En se prêtant au contraire à ce mariage, l’abbé s’attachait le prince et sa femme par un lien de reconnaissance profonde, ou du moins par la solidarité d’un acte dangereux.
Sans doute tout pouvait se découvrir, et il s’exposait alors à la colère du grand-duc; mais le mariage serait conclu, l’union valable, l’orage passerait, et le futur souverain de Gerolstein se trouverait d’autant plus lié envers l’abbé que celui-ci aurait couru plus de danger à son service.
Après de mûres réflexions, l’abbé se décida donc à servir Sarah; néanmoins avec une certaine restriction dont nous parlerons plus tard.
La passion de Rodolphe était arrivée à sa dernière période; violemment exaspéré par la contrainte et par les habilissimes séductions de Sarah, qui semblait souffrir encore plus que lui des obstacles insurmontables que l’honneur et le devoir mettaient à leur félicité, quelques jours de plus, le jeune prince se trahissait.
Qu’on y songe, c’était un premier amour, un amour aussi ardent que naïf, aussi confiant que passionné; pour l’exciter, Sarah avait déployé les ressources infernales de la coquetterie la plus raffinée. Non, jamais les émotions vierges d’un jeune homme plein de cœur, d’imagination et de flamme, ne furent plus longuement, plus savamment excitées; jamais femme ne fut plus dangereusement attrayante que Sarah. Tour à tour folâtre et triste, chaste et passionnée, pudique et provocante: ses grands yeux noirs, langoureux et brûlants, allumèrent dans l’âme effervescente de Rodolphe un feu inextinguible.

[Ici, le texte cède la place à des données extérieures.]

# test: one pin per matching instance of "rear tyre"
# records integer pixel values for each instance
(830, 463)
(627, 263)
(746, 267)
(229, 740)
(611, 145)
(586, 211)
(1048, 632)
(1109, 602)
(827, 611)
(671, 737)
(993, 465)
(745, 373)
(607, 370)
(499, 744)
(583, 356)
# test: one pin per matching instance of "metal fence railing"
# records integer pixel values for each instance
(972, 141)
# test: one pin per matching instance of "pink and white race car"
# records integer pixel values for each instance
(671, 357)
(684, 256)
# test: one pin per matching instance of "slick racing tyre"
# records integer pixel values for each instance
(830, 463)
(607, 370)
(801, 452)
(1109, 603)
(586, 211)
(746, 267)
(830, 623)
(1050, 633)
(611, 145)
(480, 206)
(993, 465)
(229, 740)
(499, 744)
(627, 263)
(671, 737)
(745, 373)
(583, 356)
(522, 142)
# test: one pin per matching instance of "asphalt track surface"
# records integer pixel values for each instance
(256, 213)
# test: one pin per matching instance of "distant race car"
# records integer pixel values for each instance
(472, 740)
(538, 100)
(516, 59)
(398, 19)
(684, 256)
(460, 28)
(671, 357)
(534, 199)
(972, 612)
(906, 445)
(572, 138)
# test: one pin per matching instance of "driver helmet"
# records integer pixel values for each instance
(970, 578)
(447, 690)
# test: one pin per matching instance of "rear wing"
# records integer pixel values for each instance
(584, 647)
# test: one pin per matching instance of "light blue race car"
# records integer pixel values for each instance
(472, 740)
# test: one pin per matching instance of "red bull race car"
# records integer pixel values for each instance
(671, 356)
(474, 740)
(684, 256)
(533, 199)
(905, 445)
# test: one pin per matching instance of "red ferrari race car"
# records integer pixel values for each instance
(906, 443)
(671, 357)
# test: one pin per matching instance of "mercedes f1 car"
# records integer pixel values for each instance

Lorsque l’abbé lui proposa de ne plus jamais voir cette fille enivrante, ou de la posséder par un mariage secret, Rodolphe sauta au cou du prêtre, l’appela son sauveur, son ami, son père. Le temple et le ministre eussent été là que le jeune prince eût épousé à l’instant.
L’abbé voulut, pour cause, se charger de tout.
Il trouva un ministre, des témoins; et l’union (dont toutes les formalités furent soigneusement surveillées et vérifiées par Tom) fut secrètement célébrée pendant une courte absence du grand-duc, appelé à une conférence de la Diète germanique.
Les prédictions de la montagnarde Écossaise étaient réalisées: Sarah épousait l’héritier d’une couronne.
Sans amortir les feux de son amour, la possession rendit Rodolphe plus circonspect et calma cette violence qui aurait pu compromettre le secret de sa passion pour Sarah. Le jeune couple, protégé par Tom et par l’abbé, s’entendit si bien, mit tant de réserve dans ses relations, qu’elles échappèrent à tous les yeux.